Hello everyone, I'm writing here for the first time because I need some help. I need to perform a differential methylation analysis between cases and controls, incorporating surrogate variables as covariates, in addition to the principal components of the phenotypic variables that I have already included. This is the actual model that I use to perform the differential methylation analysis using Limma:
design <- model.matrix(~0+Sample_Group.1 + Dim.1 + Dim.2 + Dim.3 + Dim.4 + Dim.5, data=dataPC)
My doubts are as follows:
Does it make sense to perform an analysis of surrogate variables when the methylation data matrix has already undergone batch effect correction using Combat?

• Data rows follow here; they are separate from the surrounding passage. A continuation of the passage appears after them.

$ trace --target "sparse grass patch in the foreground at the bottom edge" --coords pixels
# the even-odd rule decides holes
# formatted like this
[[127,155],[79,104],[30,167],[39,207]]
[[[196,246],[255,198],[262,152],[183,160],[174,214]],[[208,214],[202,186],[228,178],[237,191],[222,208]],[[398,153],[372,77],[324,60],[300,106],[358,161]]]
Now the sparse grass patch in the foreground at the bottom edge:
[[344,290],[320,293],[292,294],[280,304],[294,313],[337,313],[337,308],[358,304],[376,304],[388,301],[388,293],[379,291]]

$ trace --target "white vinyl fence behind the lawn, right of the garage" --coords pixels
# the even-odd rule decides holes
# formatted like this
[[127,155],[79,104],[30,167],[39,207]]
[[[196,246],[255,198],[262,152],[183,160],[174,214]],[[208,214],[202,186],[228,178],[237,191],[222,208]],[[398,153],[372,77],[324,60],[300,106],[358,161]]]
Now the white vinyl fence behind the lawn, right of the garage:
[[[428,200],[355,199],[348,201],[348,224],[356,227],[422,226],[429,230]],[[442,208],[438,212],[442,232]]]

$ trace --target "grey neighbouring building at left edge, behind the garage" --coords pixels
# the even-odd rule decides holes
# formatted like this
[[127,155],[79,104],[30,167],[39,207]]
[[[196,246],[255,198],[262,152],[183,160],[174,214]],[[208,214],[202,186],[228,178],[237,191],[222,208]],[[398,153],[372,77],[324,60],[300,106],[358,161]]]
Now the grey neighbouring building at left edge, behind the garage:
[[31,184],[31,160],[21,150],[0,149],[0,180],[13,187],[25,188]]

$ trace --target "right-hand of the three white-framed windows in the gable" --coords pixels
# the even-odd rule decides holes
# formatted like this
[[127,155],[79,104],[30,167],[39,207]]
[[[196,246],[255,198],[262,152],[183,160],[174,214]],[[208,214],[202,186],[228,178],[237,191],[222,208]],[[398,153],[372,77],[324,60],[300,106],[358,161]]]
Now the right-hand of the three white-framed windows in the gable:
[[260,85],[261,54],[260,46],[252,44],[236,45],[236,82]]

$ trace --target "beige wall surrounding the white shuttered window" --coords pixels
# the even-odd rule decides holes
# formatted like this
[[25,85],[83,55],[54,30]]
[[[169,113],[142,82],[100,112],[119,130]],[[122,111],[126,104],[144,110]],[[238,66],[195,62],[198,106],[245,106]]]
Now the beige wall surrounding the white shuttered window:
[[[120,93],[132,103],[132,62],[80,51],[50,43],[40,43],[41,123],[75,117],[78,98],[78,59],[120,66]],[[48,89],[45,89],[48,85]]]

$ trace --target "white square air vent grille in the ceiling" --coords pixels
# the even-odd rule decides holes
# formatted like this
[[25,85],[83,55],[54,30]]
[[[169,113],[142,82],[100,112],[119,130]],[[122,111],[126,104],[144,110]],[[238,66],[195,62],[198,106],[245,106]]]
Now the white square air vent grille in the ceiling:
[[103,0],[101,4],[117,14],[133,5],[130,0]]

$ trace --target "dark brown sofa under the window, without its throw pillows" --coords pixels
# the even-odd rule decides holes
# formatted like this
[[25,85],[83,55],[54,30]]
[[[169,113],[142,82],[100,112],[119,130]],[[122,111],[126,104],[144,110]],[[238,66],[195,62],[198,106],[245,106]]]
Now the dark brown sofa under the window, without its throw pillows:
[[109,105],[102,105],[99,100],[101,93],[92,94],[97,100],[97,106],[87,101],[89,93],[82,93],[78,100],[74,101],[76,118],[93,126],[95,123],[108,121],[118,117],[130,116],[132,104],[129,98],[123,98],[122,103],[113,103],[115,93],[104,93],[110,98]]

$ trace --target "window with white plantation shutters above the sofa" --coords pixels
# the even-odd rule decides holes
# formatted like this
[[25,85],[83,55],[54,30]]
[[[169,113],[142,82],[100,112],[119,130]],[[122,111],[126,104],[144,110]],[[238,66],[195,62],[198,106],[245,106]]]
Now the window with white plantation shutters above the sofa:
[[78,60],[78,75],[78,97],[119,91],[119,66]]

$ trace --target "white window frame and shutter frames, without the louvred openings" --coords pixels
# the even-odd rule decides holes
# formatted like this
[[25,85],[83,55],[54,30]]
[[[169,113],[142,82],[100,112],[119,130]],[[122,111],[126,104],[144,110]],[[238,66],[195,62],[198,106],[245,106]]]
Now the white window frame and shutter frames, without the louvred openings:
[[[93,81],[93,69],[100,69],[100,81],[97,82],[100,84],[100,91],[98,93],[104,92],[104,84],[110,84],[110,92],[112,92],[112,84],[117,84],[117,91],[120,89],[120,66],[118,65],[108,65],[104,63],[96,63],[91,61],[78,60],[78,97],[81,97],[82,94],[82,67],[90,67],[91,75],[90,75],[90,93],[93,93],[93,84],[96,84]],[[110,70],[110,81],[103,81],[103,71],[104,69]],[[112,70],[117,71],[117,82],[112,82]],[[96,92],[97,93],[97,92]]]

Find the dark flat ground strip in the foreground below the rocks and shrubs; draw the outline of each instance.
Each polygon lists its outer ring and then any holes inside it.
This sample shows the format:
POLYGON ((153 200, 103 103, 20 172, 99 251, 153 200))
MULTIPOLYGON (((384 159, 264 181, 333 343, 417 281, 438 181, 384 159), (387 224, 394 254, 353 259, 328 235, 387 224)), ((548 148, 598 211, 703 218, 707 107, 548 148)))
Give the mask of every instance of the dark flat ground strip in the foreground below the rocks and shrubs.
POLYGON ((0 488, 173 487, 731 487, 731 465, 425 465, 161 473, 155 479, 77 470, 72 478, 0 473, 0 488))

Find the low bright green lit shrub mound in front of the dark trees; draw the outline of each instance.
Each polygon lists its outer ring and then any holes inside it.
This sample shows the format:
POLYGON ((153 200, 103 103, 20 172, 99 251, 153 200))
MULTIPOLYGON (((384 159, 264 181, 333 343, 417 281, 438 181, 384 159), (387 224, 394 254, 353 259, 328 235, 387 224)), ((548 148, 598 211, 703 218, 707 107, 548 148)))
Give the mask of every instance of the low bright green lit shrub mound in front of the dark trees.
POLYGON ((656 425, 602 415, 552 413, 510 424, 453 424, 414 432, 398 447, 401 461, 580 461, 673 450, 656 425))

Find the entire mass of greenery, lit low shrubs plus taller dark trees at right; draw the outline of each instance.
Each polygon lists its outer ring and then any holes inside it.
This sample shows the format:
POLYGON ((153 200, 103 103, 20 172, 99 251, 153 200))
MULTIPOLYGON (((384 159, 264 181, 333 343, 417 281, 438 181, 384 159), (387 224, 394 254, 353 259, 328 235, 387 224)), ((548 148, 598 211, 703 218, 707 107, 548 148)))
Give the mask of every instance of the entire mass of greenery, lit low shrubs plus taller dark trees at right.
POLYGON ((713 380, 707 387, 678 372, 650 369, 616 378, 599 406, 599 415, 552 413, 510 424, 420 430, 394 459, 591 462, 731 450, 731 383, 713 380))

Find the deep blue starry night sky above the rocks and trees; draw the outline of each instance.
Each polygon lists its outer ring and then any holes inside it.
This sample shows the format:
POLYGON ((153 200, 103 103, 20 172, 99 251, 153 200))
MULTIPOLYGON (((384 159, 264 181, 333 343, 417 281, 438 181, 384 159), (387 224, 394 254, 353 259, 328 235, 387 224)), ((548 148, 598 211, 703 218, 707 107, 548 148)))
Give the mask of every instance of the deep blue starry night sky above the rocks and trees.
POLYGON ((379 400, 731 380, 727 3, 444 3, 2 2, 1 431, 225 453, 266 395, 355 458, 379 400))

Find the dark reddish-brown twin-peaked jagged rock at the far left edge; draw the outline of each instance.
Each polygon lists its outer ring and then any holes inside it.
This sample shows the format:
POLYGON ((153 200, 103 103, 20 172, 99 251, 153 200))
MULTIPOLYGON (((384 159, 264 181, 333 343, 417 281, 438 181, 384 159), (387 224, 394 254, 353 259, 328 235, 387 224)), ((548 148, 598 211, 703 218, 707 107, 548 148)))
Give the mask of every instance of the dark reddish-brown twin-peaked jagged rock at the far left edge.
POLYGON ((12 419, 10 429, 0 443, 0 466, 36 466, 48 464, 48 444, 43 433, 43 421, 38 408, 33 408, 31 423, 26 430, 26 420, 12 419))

My second doubt concerns the number of surrogate variables to extract and the type of model to use in the "twostepsva.build(dat, mod, n.sv)" command. I don't know if is correct to use the model matrix perform for the differential or use this model:
mod <- model.matrix(Sample_group ~ Dim.1 + Dim.2 + Dim.3 + Dim.4 + Dim.5, data=data_PC)
that I actually used, where "dat" is obviously the beta matrix treated with Combat. My final doubt is whether it is correct to include the extracted surrogate variables in this way as regressors in the methylation model (while testing the collinearity between the surrogate variables and the principal components).